Reina menarik nafas dalam-dalam untuk meredam amarahnya. “ gue akan batalin pernikahan gue sama nando dan lo harus bertanggung jawab atas apa yang lo perbuat”


“kak pless maafin gue”


“pokoknya sekarang lo harus kasih tau bunda sama ayah dan gue juga akan kasih tau bunda dan ayah masalah hubungan gue sama nando”


“tapi gue gak siap jadi ayah,kak”


“lo pikir unay siap jadi ibu! Hah gue Tanya sekarang”.


Ia tak habis pikir dengan jey bisa-bisanya dia menghamili anak orang tapi gak siap untuk tanggung jawab.


Jey tak tau harus menjawab apa pertanyaan kakaknya itu. Dia langsung berdiri dan langsung melampiaskan amarahnya itu dengan memukul tembok sampai tangannya berdarah..


“ikut gue”


Ucap reina sambil menarik tangan jey dengan kasar. Ia membuka pintu dan menuruni tangga dengan sangat cepat.


Ia sudah tidak perduli dengan apapun lagi yang ia inginkan hanya adiknya bertanggung jawab.

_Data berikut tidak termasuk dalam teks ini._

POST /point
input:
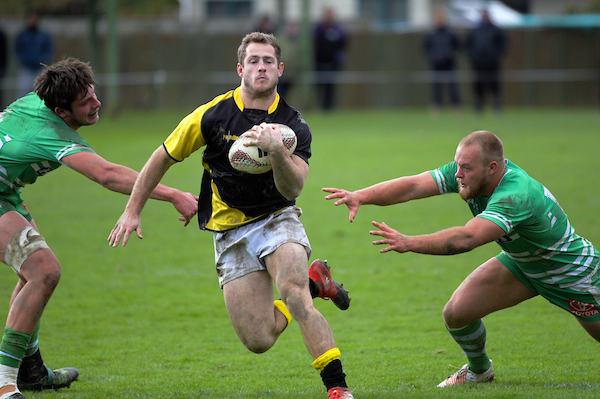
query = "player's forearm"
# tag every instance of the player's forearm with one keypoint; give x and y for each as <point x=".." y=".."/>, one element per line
<point x="288" y="176"/>
<point x="396" y="191"/>
<point x="451" y="241"/>
<point x="147" y="183"/>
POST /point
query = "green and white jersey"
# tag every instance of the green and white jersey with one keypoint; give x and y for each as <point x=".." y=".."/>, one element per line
<point x="539" y="237"/>
<point x="33" y="140"/>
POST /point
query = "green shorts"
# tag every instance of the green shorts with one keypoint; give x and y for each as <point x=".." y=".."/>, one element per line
<point x="12" y="202"/>
<point x="582" y="300"/>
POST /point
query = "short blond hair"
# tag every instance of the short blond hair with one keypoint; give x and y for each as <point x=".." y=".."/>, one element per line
<point x="490" y="144"/>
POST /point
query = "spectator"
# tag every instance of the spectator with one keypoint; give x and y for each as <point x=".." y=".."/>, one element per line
<point x="485" y="46"/>
<point x="330" y="45"/>
<point x="441" y="48"/>
<point x="3" y="65"/>
<point x="290" y="43"/>
<point x="266" y="25"/>
<point x="33" y="48"/>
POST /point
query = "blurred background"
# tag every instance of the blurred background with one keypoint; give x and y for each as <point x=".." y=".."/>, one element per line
<point x="178" y="54"/>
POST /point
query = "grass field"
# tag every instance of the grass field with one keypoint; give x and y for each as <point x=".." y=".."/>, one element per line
<point x="148" y="320"/>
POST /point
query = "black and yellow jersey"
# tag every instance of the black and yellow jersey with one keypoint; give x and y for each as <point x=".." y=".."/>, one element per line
<point x="229" y="198"/>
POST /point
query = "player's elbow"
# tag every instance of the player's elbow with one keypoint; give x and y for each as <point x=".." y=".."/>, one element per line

Ayah dan bunda langsung keluar dari dalam kamar mereka yang berada dilantai satu.


“ada apa kak?” Tanya ayah


Reina yang sudah kesal langsung melepas tangan adiknya hinggu jatuh berlutut dikaki ayahnya.

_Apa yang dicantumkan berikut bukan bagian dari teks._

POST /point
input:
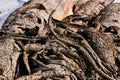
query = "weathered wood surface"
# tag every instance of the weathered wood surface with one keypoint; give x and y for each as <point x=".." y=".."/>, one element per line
<point x="42" y="44"/>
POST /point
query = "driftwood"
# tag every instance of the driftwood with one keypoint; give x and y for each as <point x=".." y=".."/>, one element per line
<point x="38" y="43"/>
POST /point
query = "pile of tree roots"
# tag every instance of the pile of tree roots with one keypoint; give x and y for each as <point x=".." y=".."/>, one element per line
<point x="61" y="40"/>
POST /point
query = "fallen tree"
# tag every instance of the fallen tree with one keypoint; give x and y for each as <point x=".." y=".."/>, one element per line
<point x="41" y="42"/>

“kak jangan kasar gitu sama jey”


“ngomong lo sekarang sama ayah bunda” ucap reina


Jey langsung bersujud berkali-kali dikaki ayah dan bunda sambil meminta maaf kepada mereka.


“ayah bunda maafin jey “


“kamu kenapa ?”


“maafin jey bun udah ngecewain bunda ayah”


“bunda Tanya kamu kenapa?”


“jey hamilin anak orang bun ayah” ucap jey dengan terbata-bata yang dengan reflex disusul dengan tamparan dari ayahnya.


BUGH


BUGH


“dasar anak kurang ajar kamu “ucap ayah sambil menampar pipi jey


“maafin jey yah”


“ayah gagal mendidik kamu menjadi laki-laki yang bertanggung jawab, ayah gagal”

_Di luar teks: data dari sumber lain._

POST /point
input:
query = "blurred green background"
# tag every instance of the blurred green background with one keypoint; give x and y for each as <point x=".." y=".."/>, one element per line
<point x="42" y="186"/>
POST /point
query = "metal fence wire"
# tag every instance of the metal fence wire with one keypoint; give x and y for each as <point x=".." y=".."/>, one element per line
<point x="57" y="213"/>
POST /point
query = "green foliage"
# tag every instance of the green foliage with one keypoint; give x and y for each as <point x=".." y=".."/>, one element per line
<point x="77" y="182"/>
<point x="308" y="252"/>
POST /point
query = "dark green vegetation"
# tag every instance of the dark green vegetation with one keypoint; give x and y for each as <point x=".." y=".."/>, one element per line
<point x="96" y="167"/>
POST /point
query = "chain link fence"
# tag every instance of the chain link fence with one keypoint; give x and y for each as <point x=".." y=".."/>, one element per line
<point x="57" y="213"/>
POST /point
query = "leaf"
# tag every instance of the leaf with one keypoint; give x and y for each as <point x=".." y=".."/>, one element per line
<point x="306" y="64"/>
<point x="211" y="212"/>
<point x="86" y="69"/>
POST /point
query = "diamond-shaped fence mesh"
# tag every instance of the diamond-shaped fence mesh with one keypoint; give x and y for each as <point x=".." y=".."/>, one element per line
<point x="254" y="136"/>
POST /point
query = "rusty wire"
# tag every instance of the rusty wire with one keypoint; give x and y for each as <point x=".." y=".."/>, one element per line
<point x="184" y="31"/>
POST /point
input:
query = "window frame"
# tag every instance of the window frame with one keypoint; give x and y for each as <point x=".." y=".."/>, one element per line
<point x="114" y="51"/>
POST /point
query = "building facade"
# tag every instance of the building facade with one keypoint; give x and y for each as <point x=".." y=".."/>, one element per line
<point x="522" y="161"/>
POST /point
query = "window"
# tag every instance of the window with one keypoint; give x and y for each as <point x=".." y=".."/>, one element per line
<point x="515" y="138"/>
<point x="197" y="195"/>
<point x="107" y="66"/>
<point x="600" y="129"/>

Bunda yang merasa tidak percaya dengan semuanya tiba-tiba merasakan sesak nafas yang sangan hebat, mata nya berkaca-kaca dan tak lama pandangannya kabur dan jatuh pingsan.


Dan langsung ditangkap tubuh bundanys yang sudah tidak sadarkan diri itu oleh ayahnya.


“maafin jey bun jey salah jey menyesal” uca jey sambil memegang tangan bundanya tersebut.


“jangan sentuh bunda kamu “ ucap ayah


“ria bantu ayah bawa bunda kekamar”


“bunda maafin jey bun bangun jey gak mau kehilangan bunda”


“keluar kamu dari kamar ini”


“maafin aku yah aku salah “


“saya bilang keluar dari kamar ini paham kamu”


Ayah yang emosinya sedang memuncak hanya bisa meredam emosinya sambil menunggu bunda sadar karena syok.